Severe IRs typically tend to manifest between 30 to 120 minutes after the commencement of rituximab infusion, as well as when the rituximab infusion rate is escalated [7]. Given that our study involves both inpatients and outpatients, assessing IRs over an entire day becomes challenging as outpatients leave the outpatient chemotherapy room after the rituximab infusion. To streamline the evaluation process without having the assessments focus only on inpatients, we considered a practical time frame for evaluation. Our retrospective exploratory study showed that the total rituximab infusion time was approximately 4 hours. Therefore, we have set the evaluation period for IR up to 4 hours following the initiation of rituximab infusion to align with actual practice.

It has been reported that the time to maximum concentration (T_max) of histamine H₁-receptor antagonists when used as premedication can impact prophylaxis against an IR [15]. In our retrospective exploratory study at Kobe University Hospital, we observed that the incidence time of IR was a median 90 (IQR 60-135) minutes after the onset of rituximab infusion in NHL patients who had received hydroxyzine pamoate before their initial rituximab dose. The reported mean T_max values for hydroxyzine pamoate and bepotastine besilate are 2.1 (SD 0.4) hours [20] and 1.2 (SD 0.2) hours [21], respectively. Notably, when patients take the H₁-receptor antagonist approximately 30 minutes before rituximab infusion, bepotastine besilate reaches T_max before the median IR incidence time. To maintain blinding in this study, the study drug is encapsulated in an opaque gelatin capsule. Considering that the mean disintegration time for these capsules in the fed state was reported to be 12 (SD 4) minutes [22], we do not anticipate that the use of capsules will influence the study results. However, it is unclear whether the T_max of histamine H₁-receptor antagonists only impacts prophylaxis against IRs. Among first-generation H₁-receptor antagonists used for rituximab premedication in a clinical setting, the T_max of hydroxyzine pamoate is closest to bepotastine. We assume that class effects other than T_max contribute to the prevention of IRs. Furthermore, it is essential to consider that drowsiness resulting from histamine H₁-receptor antagonists is influenced not only by their half-lives but also by their interaction with H₁ receptors in the central nervous system [23,24]. These factors will be taken into consideration during the final assessment.

Several studies have investigated the correlation between the development of an IR and various risk factors.
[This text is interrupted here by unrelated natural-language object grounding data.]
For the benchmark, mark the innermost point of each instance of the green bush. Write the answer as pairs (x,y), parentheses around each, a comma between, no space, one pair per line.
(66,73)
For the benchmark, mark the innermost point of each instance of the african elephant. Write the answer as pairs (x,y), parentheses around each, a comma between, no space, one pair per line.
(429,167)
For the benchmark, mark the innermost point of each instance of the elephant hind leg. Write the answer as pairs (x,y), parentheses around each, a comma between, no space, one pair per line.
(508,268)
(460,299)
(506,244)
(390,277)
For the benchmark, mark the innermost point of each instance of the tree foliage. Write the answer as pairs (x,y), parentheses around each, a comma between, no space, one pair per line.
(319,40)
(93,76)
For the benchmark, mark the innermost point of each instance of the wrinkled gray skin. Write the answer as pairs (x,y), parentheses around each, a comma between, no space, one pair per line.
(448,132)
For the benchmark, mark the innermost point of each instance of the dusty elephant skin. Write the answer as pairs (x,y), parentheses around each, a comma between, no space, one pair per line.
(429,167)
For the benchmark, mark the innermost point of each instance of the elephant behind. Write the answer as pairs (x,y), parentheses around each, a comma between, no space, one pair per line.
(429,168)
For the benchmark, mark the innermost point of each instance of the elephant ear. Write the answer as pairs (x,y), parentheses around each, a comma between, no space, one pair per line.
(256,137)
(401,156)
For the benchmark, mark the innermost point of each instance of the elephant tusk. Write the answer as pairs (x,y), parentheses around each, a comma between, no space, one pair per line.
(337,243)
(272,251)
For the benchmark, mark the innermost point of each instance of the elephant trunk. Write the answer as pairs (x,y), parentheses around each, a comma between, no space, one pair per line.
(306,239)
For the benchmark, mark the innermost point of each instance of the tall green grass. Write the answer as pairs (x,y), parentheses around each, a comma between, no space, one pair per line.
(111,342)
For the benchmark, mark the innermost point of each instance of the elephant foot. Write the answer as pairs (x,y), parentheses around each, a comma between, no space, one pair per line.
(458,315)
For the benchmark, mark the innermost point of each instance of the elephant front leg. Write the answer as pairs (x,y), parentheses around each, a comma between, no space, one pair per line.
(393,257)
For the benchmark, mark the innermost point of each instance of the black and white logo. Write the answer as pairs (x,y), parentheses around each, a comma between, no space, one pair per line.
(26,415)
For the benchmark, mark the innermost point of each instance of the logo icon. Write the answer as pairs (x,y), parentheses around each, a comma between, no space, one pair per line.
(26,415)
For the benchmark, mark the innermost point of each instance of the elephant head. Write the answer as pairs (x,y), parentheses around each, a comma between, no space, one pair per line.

Factors such as soluble interleukin-2 receptor, hemoglobin, bone marrow infiltration, and lactate dehydrogenase levels have been identified as potential risk factors for IRs [19,25,26]. In this study, bone marrow infiltration is being treated as a stratification factor. We will also explore the potential associations between IR occurrence and multiple factors in an exploratory manner. However, due to the inclusion of a small and limited number of patients, our study serves as a preliminary investigation to determine whether further confirmation studies are warranted.

If this study demonstrates increased effectiveness of bepotastine besilate, a second-generation histamine H₁-receptor antagonist, a confirmatory study will be designed to gather robust evidence supporting its effective use in routine practice.

This study is the first randomized controlled trial comparing the effects of oral first- and second-generation histamine H₁-receptor antagonists in preventing IRs induced by the initial administration of rituximab. The findings from this study have the potential to establish a rationale for a phase III study aimed at determining a standard premedication protocol for rituximab infusion.